What of the $38 billion in corporate equity in the United States?28 Where would all that money go? After all, capital represents money that individuals ultimately own and place in the markets—either directly through brokerage accounts, holdings of mutual funds, or retirement accounts, or indirectly through pensions or savings accounts that are then invested in the market (or loaned out for investment purposes) by banks. What would happen to it all?

Well, first, a substantial portion of it would be converted into membership contributions that would be placed in the coöperative enterprises and accrue wealth for the consumers, workers, or other coöperative members.

Another substantial portion, second, could be lent to coöperative and mutualist enterprises as ordinary debt (bond obligations) to support expansion of the enterprises (whether to buy equipment and facilities for manufacturing, or goods and commodities for consumption, etc.).

As for the rest, this may be surprising, but it is basically borrowed wealth that does not amount to that much. Well over two thirds of it in the United States, in effect, is canceled out by national debt.

At the end of June 2020, the national debt in the U.S. exceeded $26 trillion and was mounting at a stunning clip, up more than $3 trillion in the first six months of 2020. In total, that’s about $212,000 in debt per American taxpayer, or $80,000 per citizen.29

Our capital prosperity in this country is a figment of our national debt. If we think about capital accumulation holistically, the equity in private hands in the United States is offset by the collective debt we owe as a nation.

In effect, our prosperity, concentrated in the hands of the few, is nothing more than borrowed wealth.


How then could we eliminate capital?

Well, it is as easy as rewriting the laws of incorporation or revising the tax code. With a stroke of the pen, we could prohibit capital and mandate instead coöperationist corporate charters; or we could effectively disfavor capital to the benefit of coöperationist arrangements by, for example, taxing capital returns at a steeper capital gains rate.

Mechanically, the process of abolishing capital is simply a matter of repealing and replacing the law of corporations. Politically, it might be more complicated. It might even require a revolution. So be it.

We abolished human chattel property. We can abolish equity capital.


The Black Death—the plague epidemics of fourteenth century Europe—contributed to the demise of serfdom relations as a kind of property.

The Reconstruction Amendments brought about the end of another kind of property—human slavery.

Today, the COVID-19 pandemic has revealed the unsustainability of our extractive punitive society.

This is a day of reckoning. It is time to bring about the demise of another kind of property. It may not solve all the problems of injustice, but it will be one gigantic step in the right direction.

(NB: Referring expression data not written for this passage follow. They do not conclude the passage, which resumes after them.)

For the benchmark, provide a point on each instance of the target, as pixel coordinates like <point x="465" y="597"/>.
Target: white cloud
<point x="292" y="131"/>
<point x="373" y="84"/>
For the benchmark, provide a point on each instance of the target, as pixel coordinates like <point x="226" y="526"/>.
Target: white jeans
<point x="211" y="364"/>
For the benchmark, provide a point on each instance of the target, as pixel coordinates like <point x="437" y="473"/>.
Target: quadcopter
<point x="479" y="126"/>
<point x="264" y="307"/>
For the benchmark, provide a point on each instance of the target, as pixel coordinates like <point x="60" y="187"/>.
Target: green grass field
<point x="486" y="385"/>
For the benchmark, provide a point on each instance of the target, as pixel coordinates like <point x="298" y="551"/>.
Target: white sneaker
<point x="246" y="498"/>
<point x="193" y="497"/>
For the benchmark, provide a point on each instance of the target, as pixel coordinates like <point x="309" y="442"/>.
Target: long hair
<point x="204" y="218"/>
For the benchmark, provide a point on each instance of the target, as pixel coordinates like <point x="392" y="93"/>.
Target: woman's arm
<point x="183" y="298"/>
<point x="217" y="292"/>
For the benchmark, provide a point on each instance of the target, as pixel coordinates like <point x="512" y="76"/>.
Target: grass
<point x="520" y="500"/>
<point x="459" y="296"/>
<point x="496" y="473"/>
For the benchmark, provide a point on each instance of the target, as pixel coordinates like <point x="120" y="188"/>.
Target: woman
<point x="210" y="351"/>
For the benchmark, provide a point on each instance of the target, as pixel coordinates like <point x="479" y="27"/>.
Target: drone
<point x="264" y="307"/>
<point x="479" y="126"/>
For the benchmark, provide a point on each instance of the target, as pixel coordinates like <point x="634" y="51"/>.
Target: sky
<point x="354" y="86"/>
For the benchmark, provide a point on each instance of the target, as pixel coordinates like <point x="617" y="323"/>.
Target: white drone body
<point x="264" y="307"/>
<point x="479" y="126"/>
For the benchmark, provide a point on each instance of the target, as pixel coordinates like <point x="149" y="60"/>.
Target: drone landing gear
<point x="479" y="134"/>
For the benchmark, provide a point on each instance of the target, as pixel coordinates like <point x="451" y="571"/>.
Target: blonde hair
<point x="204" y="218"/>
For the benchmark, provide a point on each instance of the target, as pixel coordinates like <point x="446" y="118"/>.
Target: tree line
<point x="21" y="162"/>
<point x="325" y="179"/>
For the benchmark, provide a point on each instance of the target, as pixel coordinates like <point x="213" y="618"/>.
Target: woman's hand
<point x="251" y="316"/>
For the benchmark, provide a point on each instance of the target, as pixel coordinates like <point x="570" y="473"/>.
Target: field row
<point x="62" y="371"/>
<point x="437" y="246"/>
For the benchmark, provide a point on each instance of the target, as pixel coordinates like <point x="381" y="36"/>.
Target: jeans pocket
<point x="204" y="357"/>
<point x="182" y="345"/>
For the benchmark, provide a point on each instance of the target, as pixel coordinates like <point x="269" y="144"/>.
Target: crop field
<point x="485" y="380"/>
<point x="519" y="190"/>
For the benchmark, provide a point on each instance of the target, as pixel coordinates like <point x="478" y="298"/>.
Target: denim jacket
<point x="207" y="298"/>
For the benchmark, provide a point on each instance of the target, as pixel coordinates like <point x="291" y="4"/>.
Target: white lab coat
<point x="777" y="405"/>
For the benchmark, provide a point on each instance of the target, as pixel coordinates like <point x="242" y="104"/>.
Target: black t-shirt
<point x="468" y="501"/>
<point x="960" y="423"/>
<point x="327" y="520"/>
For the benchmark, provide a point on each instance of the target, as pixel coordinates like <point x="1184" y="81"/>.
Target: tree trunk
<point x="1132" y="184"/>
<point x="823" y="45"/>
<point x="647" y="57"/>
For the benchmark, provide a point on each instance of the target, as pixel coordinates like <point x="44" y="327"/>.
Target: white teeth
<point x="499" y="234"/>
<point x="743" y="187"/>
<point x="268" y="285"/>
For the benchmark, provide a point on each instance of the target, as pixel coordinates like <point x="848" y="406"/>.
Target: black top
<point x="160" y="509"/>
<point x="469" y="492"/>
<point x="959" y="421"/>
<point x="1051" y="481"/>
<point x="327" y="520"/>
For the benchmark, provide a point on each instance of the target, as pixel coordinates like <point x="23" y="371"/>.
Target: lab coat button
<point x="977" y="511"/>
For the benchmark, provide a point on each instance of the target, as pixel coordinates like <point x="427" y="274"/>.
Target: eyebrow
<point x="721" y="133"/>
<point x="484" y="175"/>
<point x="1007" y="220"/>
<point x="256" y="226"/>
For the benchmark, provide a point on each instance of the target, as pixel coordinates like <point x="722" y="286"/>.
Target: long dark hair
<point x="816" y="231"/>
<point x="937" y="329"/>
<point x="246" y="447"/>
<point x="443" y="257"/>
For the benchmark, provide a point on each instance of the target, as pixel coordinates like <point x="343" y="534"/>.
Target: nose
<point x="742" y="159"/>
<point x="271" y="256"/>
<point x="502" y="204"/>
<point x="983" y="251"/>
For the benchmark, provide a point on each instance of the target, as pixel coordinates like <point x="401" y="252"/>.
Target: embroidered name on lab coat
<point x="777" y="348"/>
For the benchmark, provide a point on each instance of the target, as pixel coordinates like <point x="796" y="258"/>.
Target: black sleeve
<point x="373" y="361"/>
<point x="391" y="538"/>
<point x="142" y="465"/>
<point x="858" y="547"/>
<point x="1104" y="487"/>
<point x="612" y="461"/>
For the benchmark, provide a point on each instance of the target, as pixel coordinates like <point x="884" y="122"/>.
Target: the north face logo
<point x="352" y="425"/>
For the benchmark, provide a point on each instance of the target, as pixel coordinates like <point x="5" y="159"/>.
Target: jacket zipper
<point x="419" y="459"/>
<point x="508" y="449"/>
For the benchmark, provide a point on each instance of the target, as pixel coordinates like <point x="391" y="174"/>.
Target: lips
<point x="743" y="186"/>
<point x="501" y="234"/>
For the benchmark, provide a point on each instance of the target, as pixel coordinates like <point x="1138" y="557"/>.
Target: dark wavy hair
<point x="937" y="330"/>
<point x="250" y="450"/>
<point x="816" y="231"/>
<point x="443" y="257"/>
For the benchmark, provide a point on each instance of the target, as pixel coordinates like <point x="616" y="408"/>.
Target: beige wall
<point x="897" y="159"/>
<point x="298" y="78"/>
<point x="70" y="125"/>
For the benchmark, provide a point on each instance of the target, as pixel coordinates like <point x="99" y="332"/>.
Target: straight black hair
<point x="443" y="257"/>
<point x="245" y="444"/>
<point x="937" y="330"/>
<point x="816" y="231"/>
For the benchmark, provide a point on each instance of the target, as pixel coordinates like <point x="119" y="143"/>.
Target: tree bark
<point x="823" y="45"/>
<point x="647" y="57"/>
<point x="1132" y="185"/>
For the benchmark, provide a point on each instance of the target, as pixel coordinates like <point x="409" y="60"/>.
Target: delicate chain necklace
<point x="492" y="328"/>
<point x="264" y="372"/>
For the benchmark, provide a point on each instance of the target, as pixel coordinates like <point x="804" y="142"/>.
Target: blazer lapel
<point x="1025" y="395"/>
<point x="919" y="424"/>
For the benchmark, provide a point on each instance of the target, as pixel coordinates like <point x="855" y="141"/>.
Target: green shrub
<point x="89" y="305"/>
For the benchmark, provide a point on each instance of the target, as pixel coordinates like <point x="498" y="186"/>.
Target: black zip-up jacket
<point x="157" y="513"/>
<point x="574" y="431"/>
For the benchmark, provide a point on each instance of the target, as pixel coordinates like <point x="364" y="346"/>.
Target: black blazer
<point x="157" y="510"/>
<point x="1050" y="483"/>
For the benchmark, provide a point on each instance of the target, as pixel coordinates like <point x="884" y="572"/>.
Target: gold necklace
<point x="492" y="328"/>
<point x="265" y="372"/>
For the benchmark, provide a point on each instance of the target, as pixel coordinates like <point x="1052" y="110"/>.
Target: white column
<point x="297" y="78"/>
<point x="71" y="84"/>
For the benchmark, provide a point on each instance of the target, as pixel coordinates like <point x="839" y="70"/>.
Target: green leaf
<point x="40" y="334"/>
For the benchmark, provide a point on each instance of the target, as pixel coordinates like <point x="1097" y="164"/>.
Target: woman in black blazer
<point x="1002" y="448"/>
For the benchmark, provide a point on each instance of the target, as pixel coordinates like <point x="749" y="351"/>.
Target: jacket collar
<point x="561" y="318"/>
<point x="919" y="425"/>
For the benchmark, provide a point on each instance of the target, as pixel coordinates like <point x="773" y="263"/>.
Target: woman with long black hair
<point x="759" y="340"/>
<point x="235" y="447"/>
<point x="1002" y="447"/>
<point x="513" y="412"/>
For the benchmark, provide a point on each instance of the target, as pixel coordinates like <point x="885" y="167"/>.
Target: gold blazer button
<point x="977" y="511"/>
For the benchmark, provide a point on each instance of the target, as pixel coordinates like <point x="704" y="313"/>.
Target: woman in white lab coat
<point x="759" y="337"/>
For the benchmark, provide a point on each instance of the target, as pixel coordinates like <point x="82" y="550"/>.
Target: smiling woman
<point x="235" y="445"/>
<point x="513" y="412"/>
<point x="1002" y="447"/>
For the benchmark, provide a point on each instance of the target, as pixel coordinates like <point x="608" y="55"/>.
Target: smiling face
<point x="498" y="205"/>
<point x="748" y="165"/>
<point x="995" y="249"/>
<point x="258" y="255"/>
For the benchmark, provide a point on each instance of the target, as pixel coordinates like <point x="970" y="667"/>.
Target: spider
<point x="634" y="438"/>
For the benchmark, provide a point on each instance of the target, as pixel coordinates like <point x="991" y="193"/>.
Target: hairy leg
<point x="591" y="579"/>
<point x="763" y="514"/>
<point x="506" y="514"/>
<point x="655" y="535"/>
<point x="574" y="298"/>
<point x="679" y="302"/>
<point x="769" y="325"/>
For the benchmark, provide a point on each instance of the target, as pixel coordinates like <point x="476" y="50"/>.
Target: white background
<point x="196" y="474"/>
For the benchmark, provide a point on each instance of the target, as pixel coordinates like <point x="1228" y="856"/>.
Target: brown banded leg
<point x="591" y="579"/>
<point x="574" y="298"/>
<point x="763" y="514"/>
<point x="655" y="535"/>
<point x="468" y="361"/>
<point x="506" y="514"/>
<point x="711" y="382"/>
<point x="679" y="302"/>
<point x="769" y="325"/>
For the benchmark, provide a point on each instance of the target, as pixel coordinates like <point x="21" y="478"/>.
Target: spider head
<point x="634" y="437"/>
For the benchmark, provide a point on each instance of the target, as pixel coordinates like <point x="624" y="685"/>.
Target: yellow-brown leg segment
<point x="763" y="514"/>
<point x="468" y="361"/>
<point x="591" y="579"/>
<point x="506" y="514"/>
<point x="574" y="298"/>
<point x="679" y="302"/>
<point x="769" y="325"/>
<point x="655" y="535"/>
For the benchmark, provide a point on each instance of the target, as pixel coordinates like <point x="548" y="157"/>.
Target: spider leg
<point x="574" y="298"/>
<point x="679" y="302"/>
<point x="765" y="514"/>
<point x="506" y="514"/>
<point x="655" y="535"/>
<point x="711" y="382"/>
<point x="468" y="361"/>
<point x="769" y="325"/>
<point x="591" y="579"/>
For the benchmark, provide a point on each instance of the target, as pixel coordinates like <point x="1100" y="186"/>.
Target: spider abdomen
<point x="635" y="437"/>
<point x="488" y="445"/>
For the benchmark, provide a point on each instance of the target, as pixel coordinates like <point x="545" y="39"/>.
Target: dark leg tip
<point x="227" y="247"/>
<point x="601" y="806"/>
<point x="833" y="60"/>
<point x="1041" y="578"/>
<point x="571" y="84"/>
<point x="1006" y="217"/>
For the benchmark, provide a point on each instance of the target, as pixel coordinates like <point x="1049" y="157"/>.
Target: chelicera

It is time to replace capital with coöperation. It is time to displace our extractive capitalism with a legal, political, and economic framework that favors coöperation and collaboration between those who create, invent, produce, make, work, labor, and serve others.

In the end, rather than corporations that extract capital for the few shareholders and managers, we need mutuals, coöperatives, unions, and non-profits that distribute the wealth they create widely to everyone in the shared enterprise—and continually guard against the gross disparities and inequalities, especially along racial lines, that now characterize our economy.